# 74 year old bulk carrier changes hands



## Andrew Craig-Bennett (Mar 13, 2007)

My eye was caught by this item in "Splash 24/7":

http://splash247.com/algoma-central-seals-deal-to-buy-four-lakers-from-american-steamship-company/

I wonder if the SS _"American Victory"_ is the very last of the wartime tanker conversions? She was a "T3", not a "T2" - I think that T3s were a bit bigger. 

She has spent most of her life as Oglebay Norton's _"Middletown"_, and she was only 39 years old when she was converted to self unloading...

There's an article about her long, and occasionally rather too exciting, life, here:

http://www.boatnerd.com/pictures/fleet/amvictory.htm


----------



## Cisco (Jan 29, 2007)

According to Wiki one of her sisters is still trading on the lakes.... 

T3s seem to have been a bit of a mixed bag...some bigger and some smaller than T2s. This one started as one of the smaller ( 501' o'all ) ones.... same size as the last 4 built in 1949/50 for Niarchos' A-C Tanker Corp and put on charter with Stanvac for the term of their natural..... which wasn't very long.

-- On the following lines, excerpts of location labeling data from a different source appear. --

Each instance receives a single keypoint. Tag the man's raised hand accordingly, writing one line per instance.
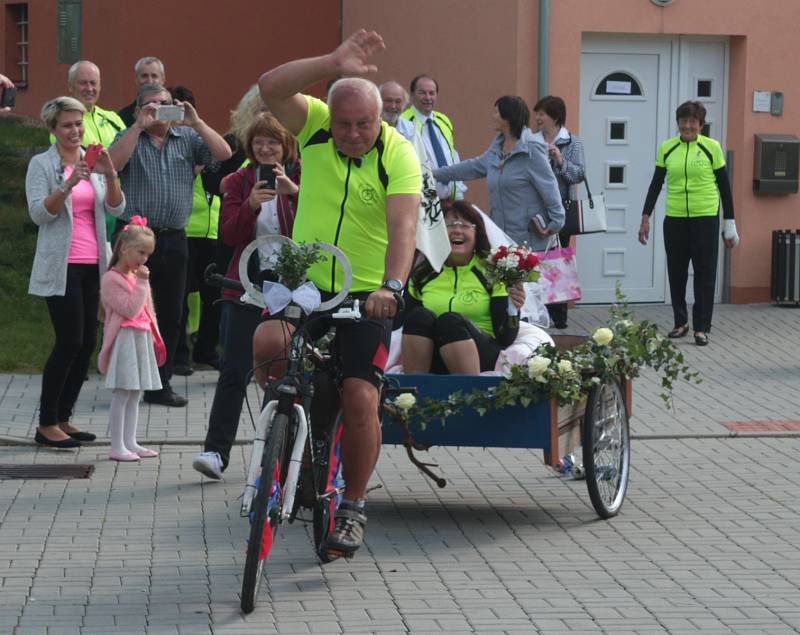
(351, 56)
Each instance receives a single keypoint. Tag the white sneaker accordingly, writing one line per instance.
(209, 464)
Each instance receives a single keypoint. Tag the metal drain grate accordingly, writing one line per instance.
(40, 470)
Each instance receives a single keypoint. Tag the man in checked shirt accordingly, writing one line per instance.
(156, 162)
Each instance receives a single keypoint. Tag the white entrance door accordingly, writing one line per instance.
(630, 88)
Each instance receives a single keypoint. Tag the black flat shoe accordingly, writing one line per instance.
(64, 443)
(678, 331)
(82, 436)
(701, 339)
(165, 397)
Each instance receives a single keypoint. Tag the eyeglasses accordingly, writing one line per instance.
(461, 224)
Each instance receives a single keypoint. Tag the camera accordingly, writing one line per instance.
(264, 172)
(169, 113)
(8, 98)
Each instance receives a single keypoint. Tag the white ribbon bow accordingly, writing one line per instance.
(278, 296)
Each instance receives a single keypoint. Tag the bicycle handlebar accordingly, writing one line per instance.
(215, 279)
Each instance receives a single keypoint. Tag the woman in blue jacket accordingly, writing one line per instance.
(523, 191)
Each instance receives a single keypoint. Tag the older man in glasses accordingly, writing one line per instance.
(151, 158)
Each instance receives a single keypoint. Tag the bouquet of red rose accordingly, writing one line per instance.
(511, 266)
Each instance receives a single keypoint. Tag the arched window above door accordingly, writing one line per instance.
(619, 84)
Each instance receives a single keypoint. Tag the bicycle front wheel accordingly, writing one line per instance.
(606, 448)
(266, 510)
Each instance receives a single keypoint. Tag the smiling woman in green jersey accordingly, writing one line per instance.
(694, 168)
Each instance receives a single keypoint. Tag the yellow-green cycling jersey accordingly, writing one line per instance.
(464, 290)
(342, 200)
(691, 183)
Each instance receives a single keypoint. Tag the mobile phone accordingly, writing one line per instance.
(9, 97)
(264, 172)
(92, 154)
(169, 113)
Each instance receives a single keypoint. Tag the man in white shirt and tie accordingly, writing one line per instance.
(436, 131)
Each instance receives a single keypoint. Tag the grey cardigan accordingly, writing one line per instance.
(520, 187)
(49, 272)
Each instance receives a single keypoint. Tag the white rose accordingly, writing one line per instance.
(603, 336)
(537, 365)
(405, 401)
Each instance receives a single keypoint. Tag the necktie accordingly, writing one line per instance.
(437, 147)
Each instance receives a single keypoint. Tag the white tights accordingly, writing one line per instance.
(124, 417)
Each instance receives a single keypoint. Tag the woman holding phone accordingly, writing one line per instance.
(68, 200)
(260, 199)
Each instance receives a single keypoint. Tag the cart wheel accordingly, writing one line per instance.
(606, 448)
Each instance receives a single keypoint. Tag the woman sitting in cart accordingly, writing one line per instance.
(456, 320)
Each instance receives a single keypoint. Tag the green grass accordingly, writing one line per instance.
(26, 335)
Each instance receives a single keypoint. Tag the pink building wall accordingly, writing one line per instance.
(480, 50)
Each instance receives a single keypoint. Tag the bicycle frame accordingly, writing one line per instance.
(292, 385)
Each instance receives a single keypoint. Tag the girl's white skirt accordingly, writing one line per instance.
(133, 363)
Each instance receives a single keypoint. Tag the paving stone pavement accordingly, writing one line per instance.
(708, 540)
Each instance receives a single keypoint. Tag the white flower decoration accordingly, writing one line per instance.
(537, 365)
(603, 336)
(405, 401)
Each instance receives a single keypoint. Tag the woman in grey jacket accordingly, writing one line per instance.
(68, 200)
(523, 192)
(569, 165)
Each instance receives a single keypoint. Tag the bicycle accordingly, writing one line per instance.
(293, 463)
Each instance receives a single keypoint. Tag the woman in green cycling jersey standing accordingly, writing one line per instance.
(694, 167)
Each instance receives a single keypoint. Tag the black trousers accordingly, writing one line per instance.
(202, 252)
(74, 318)
(447, 328)
(240, 322)
(694, 240)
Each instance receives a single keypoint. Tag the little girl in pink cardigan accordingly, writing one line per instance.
(132, 346)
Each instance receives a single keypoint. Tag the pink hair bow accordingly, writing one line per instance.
(136, 220)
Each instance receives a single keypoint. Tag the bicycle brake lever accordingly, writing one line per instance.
(348, 313)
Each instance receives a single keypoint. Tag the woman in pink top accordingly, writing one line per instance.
(68, 200)
(132, 346)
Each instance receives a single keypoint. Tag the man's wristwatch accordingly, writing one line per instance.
(393, 284)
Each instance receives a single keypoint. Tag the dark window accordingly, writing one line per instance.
(16, 57)
(69, 31)
(617, 132)
(618, 84)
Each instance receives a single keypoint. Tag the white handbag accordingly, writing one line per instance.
(585, 216)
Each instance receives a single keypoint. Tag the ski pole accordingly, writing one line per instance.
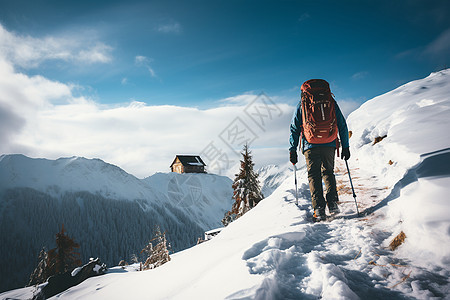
(353, 190)
(295, 176)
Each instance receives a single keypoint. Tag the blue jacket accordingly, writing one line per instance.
(296, 128)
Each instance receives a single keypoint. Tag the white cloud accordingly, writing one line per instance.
(30, 52)
(43, 118)
(143, 61)
(173, 27)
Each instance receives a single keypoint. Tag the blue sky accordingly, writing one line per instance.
(136, 82)
(192, 53)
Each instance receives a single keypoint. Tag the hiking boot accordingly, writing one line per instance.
(333, 208)
(319, 214)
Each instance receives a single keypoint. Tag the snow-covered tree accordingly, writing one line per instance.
(63, 258)
(247, 192)
(39, 274)
(157, 250)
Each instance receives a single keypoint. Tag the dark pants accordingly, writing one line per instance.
(320, 165)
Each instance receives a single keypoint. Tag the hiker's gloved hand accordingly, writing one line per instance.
(293, 157)
(345, 153)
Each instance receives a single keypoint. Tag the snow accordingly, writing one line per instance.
(275, 252)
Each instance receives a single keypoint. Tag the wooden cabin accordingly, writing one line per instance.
(188, 164)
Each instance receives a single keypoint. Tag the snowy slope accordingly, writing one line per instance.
(109, 212)
(275, 252)
(205, 196)
(272, 176)
(71, 174)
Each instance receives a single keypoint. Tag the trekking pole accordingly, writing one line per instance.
(351, 183)
(295, 176)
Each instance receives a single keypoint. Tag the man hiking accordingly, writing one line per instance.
(316, 122)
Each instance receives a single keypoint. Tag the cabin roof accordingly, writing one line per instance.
(189, 160)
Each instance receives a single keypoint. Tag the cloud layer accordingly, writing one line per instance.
(44, 118)
(30, 52)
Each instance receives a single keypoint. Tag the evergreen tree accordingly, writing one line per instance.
(247, 192)
(39, 274)
(158, 254)
(63, 258)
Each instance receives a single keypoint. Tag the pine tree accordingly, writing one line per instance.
(247, 192)
(158, 254)
(63, 258)
(39, 274)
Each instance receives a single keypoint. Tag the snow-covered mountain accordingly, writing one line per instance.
(402, 184)
(109, 212)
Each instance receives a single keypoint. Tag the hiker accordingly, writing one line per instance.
(317, 121)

Most were steam turbine rather than turbo-electric. Other notable diff was the bar stem.......


----------



## lakercapt (Jul 19, 2005)

Algoma will opeate the Buffallo and Adam E Cornerlious as the boats that are to replace the River class will not be here till next year. The two they will probably replace Algoway and Algorail are near the end of their working life. I think the Algoway is on is last trips now. These boats were really hard workers (from personal experiance) and salt and clinker has taken its tolll. Sorry to see them go!!!


----------



## Erimus (Feb 20, 2012)

Impressive history,thanks for the information.
Are there any T2's left anywhere working??

geoff


----------